El Porvenir de la Industria está medio igual que hace nueve años, mejor incluso. Sus calles rectas siguen igual de desiertas, pero están cuidadas y limpias y me pareció que la plaza de la Constitución y los numerosos terrenos públicos que hay hacia el este están mejor conservados, campo de fútbol incluido. Como la otra vez, entré en el bar Potete, que sigue existiendo, y con el mismo nombre. Dentro no había nadie, ni siquiera el camarero. Ya me iba, cuando en la puerta de la calle me encontré con el que debía ser el dueño, que venía andando desde lejos. Me volví y entramos juntos. Y dentro, mientras esperaba un café y una magdalena enorme de una caja que estaba a la vista, pregunté a quien me atendía por la persona que lo hizo entonces. «Era mi padre», me contestó. «Hace menos de un mes que se ha muerto».

Hablamos un rato, poco, lo justo para trasladarle los motivos de mi visita y para entender por sus palabras que el cementerio debía encontrarse en mejor situación, y me encaminé hacia mi destino.

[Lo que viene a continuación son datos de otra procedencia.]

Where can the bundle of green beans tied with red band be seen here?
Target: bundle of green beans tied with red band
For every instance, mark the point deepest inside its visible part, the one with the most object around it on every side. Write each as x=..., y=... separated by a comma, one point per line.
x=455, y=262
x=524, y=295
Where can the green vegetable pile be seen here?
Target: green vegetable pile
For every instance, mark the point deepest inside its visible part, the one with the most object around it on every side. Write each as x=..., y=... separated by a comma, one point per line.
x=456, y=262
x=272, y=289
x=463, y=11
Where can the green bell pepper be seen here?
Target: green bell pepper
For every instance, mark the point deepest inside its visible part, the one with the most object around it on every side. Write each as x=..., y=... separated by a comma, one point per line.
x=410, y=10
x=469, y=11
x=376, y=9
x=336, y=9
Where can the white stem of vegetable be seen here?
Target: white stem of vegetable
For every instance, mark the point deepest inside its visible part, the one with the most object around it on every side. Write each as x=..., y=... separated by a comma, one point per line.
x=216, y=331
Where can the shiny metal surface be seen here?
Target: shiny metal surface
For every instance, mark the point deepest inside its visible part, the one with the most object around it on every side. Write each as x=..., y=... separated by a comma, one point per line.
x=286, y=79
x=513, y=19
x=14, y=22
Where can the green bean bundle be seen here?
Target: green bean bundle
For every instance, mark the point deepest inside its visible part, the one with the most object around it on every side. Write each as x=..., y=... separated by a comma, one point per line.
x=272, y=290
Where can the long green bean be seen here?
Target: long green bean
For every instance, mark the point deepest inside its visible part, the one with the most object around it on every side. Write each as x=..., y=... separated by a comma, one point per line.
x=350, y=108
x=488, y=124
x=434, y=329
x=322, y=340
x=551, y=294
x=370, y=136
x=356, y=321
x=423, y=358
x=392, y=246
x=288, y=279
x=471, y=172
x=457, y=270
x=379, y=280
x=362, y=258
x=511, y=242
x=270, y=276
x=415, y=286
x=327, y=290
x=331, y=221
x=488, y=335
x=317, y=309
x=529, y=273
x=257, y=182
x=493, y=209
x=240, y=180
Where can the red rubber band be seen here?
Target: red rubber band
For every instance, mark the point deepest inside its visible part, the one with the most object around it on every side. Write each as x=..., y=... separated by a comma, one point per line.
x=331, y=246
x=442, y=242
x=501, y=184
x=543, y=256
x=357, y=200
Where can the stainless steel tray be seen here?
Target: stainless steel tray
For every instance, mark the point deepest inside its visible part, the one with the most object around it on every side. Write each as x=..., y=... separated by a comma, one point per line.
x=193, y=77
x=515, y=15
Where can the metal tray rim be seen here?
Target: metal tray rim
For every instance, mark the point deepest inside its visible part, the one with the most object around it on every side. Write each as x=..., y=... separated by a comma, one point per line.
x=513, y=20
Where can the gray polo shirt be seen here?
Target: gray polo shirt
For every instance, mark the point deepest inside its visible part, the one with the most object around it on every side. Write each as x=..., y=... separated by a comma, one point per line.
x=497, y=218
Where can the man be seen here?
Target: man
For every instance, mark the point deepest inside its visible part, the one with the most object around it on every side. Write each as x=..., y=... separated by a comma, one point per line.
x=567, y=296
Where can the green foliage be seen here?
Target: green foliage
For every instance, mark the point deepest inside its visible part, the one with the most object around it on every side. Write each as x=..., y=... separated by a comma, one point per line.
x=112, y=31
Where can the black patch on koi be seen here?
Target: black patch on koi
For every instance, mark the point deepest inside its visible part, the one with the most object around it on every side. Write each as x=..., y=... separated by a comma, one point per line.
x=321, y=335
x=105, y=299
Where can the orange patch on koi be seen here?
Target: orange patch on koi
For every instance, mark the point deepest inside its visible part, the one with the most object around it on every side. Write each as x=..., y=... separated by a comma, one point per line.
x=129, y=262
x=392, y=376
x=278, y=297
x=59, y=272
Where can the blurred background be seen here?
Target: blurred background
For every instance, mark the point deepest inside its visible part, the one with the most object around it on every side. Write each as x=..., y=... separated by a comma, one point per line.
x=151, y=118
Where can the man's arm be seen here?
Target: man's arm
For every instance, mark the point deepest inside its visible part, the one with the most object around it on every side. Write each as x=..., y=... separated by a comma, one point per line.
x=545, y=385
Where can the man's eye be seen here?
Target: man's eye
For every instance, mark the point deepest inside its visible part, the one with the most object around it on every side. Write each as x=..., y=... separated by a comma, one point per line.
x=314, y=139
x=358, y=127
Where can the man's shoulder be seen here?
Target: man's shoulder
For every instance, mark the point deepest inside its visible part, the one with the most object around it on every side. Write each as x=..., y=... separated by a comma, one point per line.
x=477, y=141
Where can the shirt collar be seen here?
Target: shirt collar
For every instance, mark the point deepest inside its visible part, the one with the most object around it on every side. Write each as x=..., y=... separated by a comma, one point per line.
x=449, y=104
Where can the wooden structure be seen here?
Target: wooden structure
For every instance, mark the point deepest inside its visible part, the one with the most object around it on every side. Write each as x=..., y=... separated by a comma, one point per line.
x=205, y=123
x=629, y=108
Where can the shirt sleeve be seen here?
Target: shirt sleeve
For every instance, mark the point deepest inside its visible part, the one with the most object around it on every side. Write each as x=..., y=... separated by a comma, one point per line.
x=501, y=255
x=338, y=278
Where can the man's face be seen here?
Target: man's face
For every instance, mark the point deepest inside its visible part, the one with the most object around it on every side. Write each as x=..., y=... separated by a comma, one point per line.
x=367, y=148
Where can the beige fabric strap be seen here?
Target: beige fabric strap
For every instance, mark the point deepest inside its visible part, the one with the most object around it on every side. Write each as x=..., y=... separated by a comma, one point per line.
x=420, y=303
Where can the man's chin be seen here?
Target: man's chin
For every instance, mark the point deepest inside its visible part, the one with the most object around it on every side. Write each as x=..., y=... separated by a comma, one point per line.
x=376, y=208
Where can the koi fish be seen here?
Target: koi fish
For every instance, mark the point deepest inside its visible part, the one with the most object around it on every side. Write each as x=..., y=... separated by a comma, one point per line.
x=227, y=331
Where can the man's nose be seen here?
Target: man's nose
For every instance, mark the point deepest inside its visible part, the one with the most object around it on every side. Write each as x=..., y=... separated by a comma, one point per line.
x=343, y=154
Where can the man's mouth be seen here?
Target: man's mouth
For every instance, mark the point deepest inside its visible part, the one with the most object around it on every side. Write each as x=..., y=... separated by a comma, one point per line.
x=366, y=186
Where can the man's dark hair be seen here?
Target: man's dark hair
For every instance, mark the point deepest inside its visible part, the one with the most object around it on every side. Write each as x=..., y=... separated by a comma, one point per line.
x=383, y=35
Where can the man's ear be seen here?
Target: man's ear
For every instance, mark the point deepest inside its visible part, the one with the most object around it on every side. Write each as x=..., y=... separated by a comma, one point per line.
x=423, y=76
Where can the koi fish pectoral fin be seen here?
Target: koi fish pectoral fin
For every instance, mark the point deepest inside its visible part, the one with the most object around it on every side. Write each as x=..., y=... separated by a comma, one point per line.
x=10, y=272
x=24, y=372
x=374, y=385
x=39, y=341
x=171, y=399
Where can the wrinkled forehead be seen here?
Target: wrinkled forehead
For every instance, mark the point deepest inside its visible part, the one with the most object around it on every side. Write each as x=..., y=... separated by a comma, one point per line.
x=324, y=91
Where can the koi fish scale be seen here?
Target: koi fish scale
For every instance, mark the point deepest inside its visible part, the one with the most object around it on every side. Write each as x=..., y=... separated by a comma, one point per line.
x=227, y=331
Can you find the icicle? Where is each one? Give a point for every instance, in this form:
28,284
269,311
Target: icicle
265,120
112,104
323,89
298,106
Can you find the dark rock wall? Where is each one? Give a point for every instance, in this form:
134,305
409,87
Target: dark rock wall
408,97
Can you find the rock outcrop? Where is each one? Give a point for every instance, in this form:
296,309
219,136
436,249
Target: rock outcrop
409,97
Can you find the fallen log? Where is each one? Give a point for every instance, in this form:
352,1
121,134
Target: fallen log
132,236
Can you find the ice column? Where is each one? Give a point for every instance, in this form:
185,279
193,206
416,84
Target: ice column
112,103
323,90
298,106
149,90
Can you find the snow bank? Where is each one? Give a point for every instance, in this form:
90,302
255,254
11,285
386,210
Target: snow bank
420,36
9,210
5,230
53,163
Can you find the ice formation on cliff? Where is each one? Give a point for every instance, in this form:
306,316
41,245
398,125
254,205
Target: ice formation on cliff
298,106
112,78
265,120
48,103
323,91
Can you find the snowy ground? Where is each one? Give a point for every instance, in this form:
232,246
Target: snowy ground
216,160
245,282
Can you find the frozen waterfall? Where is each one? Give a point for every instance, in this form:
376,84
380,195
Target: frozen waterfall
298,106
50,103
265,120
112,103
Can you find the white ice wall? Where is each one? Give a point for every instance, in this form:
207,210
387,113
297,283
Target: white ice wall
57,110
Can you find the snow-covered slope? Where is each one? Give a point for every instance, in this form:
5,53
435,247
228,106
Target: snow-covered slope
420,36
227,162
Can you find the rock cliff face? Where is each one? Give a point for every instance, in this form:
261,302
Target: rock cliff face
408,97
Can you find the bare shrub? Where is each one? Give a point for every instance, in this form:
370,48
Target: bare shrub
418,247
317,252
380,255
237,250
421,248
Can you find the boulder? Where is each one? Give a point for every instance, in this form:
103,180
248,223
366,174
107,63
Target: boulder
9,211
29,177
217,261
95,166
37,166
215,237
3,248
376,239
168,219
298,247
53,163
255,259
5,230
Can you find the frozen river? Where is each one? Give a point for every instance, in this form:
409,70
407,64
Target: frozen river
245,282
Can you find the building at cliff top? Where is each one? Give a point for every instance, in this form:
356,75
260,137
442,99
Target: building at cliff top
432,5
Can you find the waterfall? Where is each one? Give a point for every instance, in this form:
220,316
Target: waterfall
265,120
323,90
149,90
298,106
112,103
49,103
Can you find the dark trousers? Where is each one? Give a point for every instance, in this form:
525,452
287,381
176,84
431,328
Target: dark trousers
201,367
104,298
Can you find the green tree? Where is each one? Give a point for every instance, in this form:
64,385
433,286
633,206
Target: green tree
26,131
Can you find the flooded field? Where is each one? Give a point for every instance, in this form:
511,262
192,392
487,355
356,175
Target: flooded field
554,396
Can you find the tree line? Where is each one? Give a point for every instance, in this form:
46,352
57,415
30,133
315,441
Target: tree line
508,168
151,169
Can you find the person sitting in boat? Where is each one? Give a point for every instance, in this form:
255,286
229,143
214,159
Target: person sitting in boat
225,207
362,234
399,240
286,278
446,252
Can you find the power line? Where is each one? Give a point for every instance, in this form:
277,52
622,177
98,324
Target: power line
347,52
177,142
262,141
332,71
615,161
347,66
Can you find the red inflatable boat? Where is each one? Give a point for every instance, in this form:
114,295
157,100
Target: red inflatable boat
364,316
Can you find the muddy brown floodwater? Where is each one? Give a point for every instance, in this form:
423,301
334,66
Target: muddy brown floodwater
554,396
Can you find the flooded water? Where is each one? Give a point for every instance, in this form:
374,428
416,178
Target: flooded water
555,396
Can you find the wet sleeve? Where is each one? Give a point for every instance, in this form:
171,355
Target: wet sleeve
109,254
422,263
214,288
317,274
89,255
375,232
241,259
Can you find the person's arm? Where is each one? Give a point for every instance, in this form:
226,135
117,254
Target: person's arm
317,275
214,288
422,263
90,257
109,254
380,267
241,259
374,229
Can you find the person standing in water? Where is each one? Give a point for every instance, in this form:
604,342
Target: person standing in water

El cementerio está justo al este, como a un kilómetro del pueblo, y se llega a él por un camino llano y entretenido, que discurre entre ermitas y una extensa área de recreo preparada para hacer picnic. Desde fuera, el cementerio me pareció proporcionado y adecuadamente dispuesto: la tapia estaba bien encalada, sobre ella sobresalían con armonía los chorros oscuros de varios cipreses y en la puerta se habían plantado recientemente seis palmeras.

Estaba abierto. Después de leer la cita del libro de los Macabeos que hay en un rótulo pegado a la portada («Es una idea piadosa y santa rezar por los difuntos»), entré. Uno se da cuenta enseguida de que el cementerio está en mejor situación que estaba la otra vez. Las dos hileras de nichos que recorren el costado de la puerta, el de las inhumaciones más recientes, se encuentran bastante bien, aunque aún hay tramos con el tejado de uralita, en tanto el resto del recinto se mantiene en un estado decente. Decente, no más, pero al menos se han tapiado los nichos que aquel día vimos en ruinas y el amplio descampado interior está recogido y limpio. Se agradece que el Ayuntamiento de Fuenteovejuna se haya gastado algún dinero aquí, pero no estaría de más que siguiera haciéndolo, porque aún tiene terreno para la mejora.


Paseo un buen rato entre las sepulturas y, antes de irme, echó una última mirada, hago unas fotos y pienso en la igualdad de las tumbas y los nichos de este cementerio: parece como si aquí se aplicará de verdad eso de que, ante la muerte, todos somos iguales. Todos, los ricos y los pobres, los judíos y los palestinos, los hombres y las mujeres, los de izquierdas y los de derechas…

Salgo del cementerio y tomo el camino de vuelta hacia Peñarroya, pero he aquí que enseguida me encuentro con que está cortado con una valla, lo que me obligará a volver por donde he venido. Es decir,  a recorrer varios kilómetros más. O sea, que frente al interés particular del propietario de la finca, se verá perjudicado mi interés, que es el interés del público caminante, el interés público, en fin.

Esto son las consecuencias de ponerle cercas a los intereses particulares, me digo.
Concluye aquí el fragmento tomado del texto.